Propagating Policy – We develop collaborations on a policy-by-policy basis to focus our response on the most impacted/implicated parties. With those coalitions built, we collaborate with governments to promote and incorporate recommendations that drive the AI regulatory environment towards ecosocial flourishing.
Throughout our research and engagements we’ve found the environmental sector packed with people whose excitement and imagination are matched only by the barriers they face. Walls - technical and otherwise - that rise and twist into a maze that makes first steps feel like wrong steps. Maneuvering this maze requires complementary strategies among organizations to read and react to the pace of change.
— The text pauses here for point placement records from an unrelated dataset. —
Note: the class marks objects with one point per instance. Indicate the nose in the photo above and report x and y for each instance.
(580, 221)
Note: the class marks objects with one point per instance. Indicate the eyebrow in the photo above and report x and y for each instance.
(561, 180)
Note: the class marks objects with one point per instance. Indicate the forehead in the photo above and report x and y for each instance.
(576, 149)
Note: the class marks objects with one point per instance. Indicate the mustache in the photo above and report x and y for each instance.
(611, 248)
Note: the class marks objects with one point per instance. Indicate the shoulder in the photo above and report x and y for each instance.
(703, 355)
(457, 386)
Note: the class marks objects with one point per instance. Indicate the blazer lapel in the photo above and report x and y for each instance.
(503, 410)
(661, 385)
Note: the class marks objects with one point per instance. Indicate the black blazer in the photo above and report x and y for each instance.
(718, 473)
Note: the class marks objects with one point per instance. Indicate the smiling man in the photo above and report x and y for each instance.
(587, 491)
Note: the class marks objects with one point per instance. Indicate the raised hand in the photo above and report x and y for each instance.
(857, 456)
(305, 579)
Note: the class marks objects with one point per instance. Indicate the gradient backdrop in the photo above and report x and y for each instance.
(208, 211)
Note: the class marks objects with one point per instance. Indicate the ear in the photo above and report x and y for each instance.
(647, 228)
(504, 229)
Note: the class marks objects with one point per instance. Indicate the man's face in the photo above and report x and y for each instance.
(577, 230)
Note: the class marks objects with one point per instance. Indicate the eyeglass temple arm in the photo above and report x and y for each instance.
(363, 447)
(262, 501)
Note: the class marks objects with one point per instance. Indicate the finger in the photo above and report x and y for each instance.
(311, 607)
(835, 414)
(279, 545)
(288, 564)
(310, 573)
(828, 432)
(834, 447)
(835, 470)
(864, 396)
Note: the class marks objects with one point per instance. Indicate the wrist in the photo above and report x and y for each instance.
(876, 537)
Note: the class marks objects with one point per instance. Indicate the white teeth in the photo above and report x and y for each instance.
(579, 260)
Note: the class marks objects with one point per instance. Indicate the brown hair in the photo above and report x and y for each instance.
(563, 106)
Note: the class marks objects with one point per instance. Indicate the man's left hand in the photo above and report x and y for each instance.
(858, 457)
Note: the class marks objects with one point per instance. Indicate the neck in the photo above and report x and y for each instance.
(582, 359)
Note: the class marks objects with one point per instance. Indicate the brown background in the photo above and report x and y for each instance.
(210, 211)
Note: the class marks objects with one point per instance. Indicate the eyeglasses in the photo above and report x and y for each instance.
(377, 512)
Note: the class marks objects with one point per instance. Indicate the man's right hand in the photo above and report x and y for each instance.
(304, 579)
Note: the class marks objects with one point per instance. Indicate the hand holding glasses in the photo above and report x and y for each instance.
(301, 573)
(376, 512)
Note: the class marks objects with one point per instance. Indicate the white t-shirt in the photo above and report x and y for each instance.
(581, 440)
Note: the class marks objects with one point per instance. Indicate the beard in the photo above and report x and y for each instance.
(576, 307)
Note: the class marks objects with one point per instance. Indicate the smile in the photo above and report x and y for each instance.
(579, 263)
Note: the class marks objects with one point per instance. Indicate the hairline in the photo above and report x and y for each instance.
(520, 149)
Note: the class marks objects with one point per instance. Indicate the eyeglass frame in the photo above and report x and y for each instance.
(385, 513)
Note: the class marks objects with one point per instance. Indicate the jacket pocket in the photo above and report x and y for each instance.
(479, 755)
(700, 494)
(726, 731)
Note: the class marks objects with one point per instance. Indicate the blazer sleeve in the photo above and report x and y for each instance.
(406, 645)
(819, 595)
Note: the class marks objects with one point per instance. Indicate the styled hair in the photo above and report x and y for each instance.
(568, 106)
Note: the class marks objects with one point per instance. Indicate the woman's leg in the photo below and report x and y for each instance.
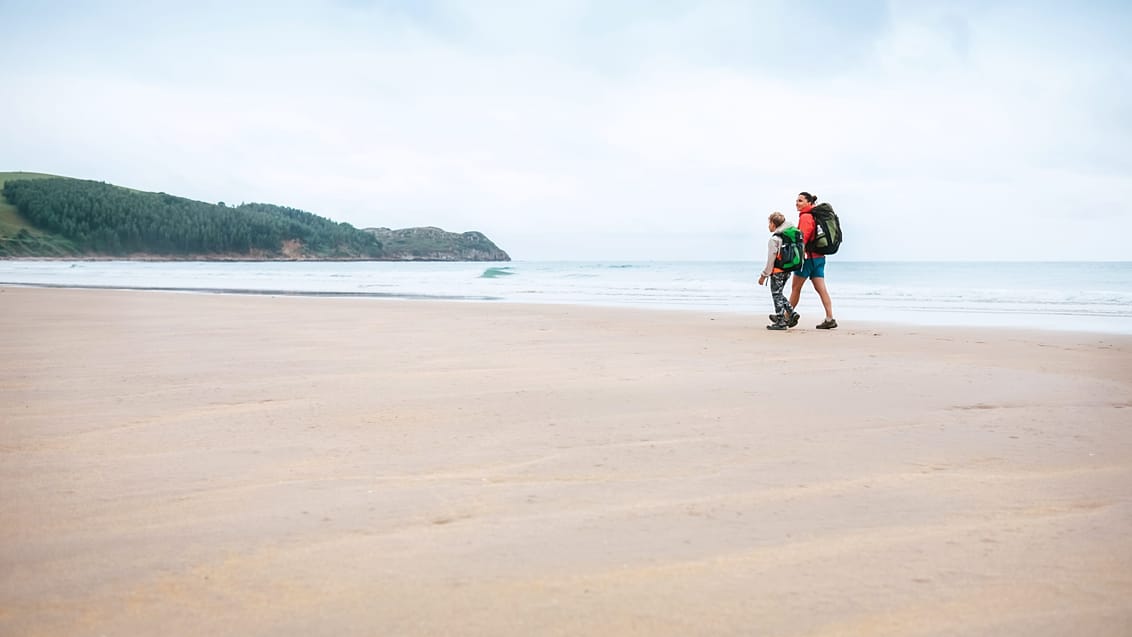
(820, 286)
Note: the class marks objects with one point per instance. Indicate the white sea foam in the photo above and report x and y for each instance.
(1094, 297)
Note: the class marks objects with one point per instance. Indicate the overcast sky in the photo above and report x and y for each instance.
(605, 129)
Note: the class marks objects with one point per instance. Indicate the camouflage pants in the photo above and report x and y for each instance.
(778, 284)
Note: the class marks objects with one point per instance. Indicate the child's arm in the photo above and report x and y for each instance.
(772, 248)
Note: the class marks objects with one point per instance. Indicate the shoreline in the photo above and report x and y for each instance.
(1098, 327)
(272, 465)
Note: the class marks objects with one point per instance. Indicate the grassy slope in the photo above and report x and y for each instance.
(10, 220)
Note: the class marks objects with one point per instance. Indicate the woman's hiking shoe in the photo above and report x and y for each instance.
(791, 323)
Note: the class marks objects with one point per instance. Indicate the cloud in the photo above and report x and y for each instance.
(654, 130)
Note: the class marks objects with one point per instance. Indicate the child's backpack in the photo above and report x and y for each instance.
(826, 231)
(792, 251)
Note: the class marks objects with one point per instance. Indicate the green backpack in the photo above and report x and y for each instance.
(792, 251)
(826, 231)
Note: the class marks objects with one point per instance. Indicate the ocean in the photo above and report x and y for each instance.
(1086, 297)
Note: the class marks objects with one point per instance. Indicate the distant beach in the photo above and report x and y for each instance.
(1082, 297)
(285, 465)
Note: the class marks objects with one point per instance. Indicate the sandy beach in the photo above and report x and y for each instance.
(273, 465)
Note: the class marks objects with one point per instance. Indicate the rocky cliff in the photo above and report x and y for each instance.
(435, 244)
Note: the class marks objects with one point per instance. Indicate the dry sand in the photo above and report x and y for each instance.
(236, 465)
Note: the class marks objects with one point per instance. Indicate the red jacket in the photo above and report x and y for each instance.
(808, 226)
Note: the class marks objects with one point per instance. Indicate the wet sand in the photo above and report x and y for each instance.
(269, 465)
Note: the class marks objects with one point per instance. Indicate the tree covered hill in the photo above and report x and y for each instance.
(53, 216)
Ongoing partnerships increase trust and coordination to improve the speed, accuracy, and sustainability of the decisions we make with and about AI technologies.
Conclusion
The launch of EPIC’s AI program is less about shooting off fireworks and un-tarping a grand contraption than it is about introducing the philosophies, projects, and people that we dedicate to bending the arc of these technologies towards environmental progress. So I’d like to close by describing our people a little bit. Contributors to this work include: an environmental justice data jockey, a UX research and design shenaniganist, a futurist forest ranger, a seal wrangler turned data wrangler, a theater director turned data science ethicist, and a political scientist working tech workforce wizardry. We’re…eclectic, bringing a variety of philosophies, perspectives, and experiences into play. This creates healthy internal tension where nothing gets taken for granted and ideas and assumptions are tweaked and tuned until they resonate just right. It also makes us flexible: we can apply a wide range of skills and expertises depending on specific project needs.
So, if you read this and thought “wow, exciting!” instead of “wait…telescopes?” we hope you’ll reach out. Let’s chat about building tools, mitigating infrastructural harms, stimulating organizational readiness, and distributing benefits to people and our shared planet. After all: the fuel for digital technologies comes from the planet and the power from the people, it’s only right to reinvest its benefits into those sources.